Trump Makes Desperate Pitch to Voters in 12:38AM Panic
President Donald Trump made a panicked “affordability” pitch to voters in a 12:38 a.m. social media post.
The 79-year-old, who usually dictates his Truth Social ramblings to a minion who then posts them, is clearly worried about the affordability crisis as his costly war in Iran rumbles on. He is so worried, in fact, that he has taken to alternative facts.
“If you add the largest Tax and Regulation Cuts in U.S. History, $5000 to $10,000 per family, coupled with falling prices across the board from the Sleepy Joe Biden years, ‘TRUMP’ & THE REPUBLICANS WIN THE AFFORDABILITY WARS by record numbers!” he posted on Truth Social early on Thursday morning.
This statement is strewn with errors and misleading elements. While Trump’s 2017 tax law was one of the largest tax cuts in U.S. history by dollar value, economists and historians differ on whether it was the largest.
Secondly, the “$5,000 to $10,000 per family” bit is a projection rather than a fact.
The “falling prices across the board” element was the weakest of the factual claims. Firstly, prices do not appear to be falling “across the board,” and, as Trump knows, even if inflation slows, that means prices are rising more slowly, not necessarily declining.
The reality is that the American people are paying more for gas, groceries, and utilities, mostly due to the knock-on effect of the war in Iran and specifically the blockade of the Strait of Hormuz.
The Department of Labor’s latest Consumer Price Index (CPI) report showed prices climbed 0.6 percent in April, lifting annual inflation from 3.3 percent to 3.8 percent—the highest year-over-year rate recorded during either of Trump’s terms in office.
The official line from the White House is that the struggle is a necessary, short-term sacrifice.
On Wednesday, during a Senate Finance Committee hearing, Treasury Secretary Scott Bessentcalled inflation under President Trump a “short-term blip.”
But voters aren’t convinced. President Trump’s approval rating on inflation has fallen sharply across three separate polls, highlighting voters’ concerns about an issue that was central to his successful bid to return to the White House.

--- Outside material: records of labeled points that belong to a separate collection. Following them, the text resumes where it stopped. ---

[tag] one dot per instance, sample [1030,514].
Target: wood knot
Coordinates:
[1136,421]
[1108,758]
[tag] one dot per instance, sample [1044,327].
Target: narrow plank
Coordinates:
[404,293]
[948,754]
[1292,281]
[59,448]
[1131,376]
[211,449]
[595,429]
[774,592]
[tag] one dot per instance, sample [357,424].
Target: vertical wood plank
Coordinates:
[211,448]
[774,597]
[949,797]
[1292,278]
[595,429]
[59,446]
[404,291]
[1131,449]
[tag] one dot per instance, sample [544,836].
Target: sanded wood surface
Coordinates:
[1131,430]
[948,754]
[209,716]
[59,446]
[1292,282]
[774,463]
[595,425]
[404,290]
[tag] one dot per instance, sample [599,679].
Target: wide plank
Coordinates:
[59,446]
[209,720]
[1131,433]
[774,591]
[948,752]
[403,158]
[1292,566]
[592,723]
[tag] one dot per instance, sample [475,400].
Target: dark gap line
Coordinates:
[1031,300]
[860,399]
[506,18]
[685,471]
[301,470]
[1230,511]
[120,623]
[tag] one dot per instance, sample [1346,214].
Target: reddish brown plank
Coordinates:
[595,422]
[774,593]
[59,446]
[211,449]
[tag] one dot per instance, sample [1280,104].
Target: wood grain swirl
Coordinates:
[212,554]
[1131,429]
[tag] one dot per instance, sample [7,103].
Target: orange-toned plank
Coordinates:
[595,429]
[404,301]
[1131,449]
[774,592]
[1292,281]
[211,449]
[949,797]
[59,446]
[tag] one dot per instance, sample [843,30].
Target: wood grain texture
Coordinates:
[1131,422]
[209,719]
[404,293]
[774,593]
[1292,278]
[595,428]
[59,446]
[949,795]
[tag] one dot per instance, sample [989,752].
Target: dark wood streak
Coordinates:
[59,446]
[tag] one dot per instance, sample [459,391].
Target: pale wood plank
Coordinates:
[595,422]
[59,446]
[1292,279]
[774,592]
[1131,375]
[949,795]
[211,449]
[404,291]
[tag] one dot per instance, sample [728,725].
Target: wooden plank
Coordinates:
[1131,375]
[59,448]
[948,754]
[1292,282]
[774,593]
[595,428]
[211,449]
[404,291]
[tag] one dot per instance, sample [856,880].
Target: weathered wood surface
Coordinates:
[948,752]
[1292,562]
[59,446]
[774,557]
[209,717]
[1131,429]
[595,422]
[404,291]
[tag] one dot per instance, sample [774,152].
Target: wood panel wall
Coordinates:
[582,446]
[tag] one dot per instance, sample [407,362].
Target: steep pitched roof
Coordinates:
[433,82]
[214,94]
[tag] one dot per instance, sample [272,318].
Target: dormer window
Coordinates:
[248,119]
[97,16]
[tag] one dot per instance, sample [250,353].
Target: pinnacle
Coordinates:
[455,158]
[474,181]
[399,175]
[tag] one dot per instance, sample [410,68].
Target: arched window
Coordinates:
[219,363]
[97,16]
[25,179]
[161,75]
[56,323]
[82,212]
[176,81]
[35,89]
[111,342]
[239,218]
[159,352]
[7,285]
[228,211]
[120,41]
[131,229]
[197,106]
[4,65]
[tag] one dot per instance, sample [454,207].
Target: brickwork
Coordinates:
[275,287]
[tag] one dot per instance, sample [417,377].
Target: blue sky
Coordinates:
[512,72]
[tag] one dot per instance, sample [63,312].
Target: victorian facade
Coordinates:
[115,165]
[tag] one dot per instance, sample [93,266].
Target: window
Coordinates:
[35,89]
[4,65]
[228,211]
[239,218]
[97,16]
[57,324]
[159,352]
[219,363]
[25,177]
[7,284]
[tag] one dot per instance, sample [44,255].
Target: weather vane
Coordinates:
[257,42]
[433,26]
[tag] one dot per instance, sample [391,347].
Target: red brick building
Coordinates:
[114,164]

Surveys from Marquette Law School, The Harris Poll and HarrisX, and The Economist/YouGov found Trump’s net approval rating on inflation at -56, -30, and -48, respectively.
This is bad news heading into the November elections. “I don’t care about the midterms,” Trump claimed last week.
However, a Democratic-controlled Congress in the final two years of his term is surely something he doesn’t want.
According to an Ipsos poll conducted late last month, just 29 percent of Americans approved of Trump’s overall handling of the economy. This is a lower rating than former President Joe Biden received at any point during his inflation-plagued term.
The survey also found that Trump’s overall approval rating had fallen to 36 percent, a level historically associated with significant midterm election losses for the president’s party.